You might recall the story of Sisyphus, the cruel and deceitful king of Corinth. After a series of direct confrontations with some very powerful gods, Zeus banished him to the Underworld and cursed him with an impossible task. He was to push a massive boulder up a hill, but upon reaching the top of the hill his feet would slip, and the boulder would come barreling down to the bottom of the hill. This would be his bondage for all eternity. And this is why we call seemingly impossible or unending tasks “Sisyphean”, like keeping the house clean while your kids are home in quarantine, or keeping the weeds out of your yard.

 

After the Fall, being a true doer of the Word was a Sisyphean task. God’s people heard the Word of God, and many tried to obey it, but they were unable because sooner or later, their heart would falter, their foot would slip. Because of this, St. Paul speaks of the Law as a cause for death: “I found that the very commandment that was intended to bring life actually brought death.” And yet James speaks of the “perfect Law of Liberty”. Well, is the Law Sisyphean or is it our path to Shalom? "For God has done what the law, weakened by the flesh, could not do.
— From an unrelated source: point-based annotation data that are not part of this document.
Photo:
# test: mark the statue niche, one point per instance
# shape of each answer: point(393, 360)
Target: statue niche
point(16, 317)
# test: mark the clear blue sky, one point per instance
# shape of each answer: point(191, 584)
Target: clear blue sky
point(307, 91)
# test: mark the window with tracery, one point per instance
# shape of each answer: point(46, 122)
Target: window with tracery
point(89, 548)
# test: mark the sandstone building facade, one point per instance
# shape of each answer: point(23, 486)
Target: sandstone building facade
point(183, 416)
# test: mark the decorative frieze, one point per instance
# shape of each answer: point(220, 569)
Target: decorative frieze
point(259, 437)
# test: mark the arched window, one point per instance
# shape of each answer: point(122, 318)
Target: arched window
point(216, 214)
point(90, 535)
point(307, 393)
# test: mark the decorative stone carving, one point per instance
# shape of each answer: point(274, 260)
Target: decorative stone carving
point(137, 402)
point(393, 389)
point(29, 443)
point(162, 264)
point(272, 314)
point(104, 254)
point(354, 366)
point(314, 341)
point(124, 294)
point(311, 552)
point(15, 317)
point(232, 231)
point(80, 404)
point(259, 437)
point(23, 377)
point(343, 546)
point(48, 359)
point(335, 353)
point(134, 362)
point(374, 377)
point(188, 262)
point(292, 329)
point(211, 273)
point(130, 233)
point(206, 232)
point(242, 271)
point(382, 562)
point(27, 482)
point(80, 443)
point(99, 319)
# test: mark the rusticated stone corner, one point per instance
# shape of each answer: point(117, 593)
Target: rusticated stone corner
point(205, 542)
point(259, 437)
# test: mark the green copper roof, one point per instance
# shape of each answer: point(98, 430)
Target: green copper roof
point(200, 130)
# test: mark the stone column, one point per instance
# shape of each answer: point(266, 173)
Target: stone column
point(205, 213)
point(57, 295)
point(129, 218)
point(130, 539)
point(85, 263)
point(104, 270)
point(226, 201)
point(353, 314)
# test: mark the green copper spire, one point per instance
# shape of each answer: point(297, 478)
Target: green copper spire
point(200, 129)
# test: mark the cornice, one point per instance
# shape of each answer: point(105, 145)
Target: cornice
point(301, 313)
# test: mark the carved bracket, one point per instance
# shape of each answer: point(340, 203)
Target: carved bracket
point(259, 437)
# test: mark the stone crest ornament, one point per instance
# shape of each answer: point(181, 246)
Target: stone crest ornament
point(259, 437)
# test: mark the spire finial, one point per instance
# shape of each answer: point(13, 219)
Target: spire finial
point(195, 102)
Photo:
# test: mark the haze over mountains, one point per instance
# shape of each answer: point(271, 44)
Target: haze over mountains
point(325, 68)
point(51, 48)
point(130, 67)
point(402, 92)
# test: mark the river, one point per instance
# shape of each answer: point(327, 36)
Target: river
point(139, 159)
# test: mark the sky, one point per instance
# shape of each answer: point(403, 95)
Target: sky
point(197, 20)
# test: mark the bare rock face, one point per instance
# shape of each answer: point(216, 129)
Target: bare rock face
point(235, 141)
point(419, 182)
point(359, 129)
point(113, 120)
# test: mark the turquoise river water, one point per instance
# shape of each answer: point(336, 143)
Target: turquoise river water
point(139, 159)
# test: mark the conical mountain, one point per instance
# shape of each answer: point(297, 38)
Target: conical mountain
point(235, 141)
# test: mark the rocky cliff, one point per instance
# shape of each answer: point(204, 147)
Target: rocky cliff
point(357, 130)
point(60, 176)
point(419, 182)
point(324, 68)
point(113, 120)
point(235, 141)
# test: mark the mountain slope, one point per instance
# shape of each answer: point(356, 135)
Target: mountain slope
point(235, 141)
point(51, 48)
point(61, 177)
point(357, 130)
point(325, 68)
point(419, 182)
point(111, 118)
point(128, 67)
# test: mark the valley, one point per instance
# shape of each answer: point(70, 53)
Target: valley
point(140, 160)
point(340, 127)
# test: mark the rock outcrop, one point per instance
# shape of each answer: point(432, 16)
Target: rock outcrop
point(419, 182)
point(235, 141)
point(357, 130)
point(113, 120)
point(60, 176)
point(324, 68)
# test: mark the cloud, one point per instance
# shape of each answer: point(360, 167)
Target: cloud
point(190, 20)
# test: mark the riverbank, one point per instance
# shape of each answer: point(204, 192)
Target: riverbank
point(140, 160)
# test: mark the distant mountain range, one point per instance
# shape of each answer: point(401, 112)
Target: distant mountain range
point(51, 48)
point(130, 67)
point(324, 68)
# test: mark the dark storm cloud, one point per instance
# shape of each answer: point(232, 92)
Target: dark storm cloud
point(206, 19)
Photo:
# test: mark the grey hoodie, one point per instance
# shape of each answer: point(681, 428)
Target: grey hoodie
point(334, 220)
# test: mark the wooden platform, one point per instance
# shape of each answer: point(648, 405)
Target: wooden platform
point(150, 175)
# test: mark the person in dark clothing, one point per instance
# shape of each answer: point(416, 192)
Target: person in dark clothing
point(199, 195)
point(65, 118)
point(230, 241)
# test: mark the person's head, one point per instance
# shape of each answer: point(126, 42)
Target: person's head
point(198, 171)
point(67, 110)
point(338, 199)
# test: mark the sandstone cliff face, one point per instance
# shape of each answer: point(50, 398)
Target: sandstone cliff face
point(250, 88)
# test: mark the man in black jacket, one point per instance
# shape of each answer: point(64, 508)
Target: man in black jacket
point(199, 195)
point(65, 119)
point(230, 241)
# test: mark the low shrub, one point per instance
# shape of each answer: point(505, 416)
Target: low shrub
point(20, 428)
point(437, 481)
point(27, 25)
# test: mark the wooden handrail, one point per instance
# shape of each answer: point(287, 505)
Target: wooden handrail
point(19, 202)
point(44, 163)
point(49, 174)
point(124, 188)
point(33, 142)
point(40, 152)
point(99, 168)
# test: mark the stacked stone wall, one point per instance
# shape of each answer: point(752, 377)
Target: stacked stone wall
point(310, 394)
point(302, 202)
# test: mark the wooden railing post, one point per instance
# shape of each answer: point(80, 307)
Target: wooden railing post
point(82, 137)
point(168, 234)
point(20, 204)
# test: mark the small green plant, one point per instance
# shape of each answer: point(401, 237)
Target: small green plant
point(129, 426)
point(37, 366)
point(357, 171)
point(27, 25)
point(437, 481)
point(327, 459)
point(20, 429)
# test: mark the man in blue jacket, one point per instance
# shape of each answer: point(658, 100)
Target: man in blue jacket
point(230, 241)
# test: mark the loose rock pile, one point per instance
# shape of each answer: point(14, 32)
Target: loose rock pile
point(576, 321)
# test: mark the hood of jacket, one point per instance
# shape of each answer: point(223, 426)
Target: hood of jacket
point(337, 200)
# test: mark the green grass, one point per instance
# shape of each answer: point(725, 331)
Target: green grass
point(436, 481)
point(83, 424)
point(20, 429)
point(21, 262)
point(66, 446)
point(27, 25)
By sending his own Son in the likeness of sinful flesh and for sin,[c] he condemned sin in the flesh, in order that the righteous requirement of the law might be fulfilled in us.” Meaning, because of the Death and Resurrection of Jesus Christ, we now have the Spirit which will enable us to keep God’s Law, to make us true doers of the Word! The commands of God, which before were a Sisyphean bondage, are now the path to Liberty and Shalom. So James says with the confidence of the New Covenant: “Be ye doers of the Word, and not hearers only.”

 

And this should give us great hope. God’s plan is to bring all things back to shalom. He tells us to ask Him for this. Listen to our Collect to hear what I’m talking about. Today the Church asks God, “Grant that we may think (or hear) those things that are Good, and by thy merciful guiding may perform (or do) the same.”

 

We have been given a clear command. We must act on what we know. We must repent of what God shows us. We must do what we hear Him say in His Word. We should strive to fulfill this command with all our heart, mind, and strength. But we have also been given the promise of the Gospel, that Jesus Christ is working in us to fulfill all righteousness. And so I leave you with a blessing, May God make clear to you His Law, and whisper in your ear what expects from you, and may He work mightily in your heart and cause you to walk in His ways, that His kingdom and Shalom might flourish in you, and in your homes, and in this blessed Earth, in the name of the Father, and of the Son, and of the Holy Ghost. Amen.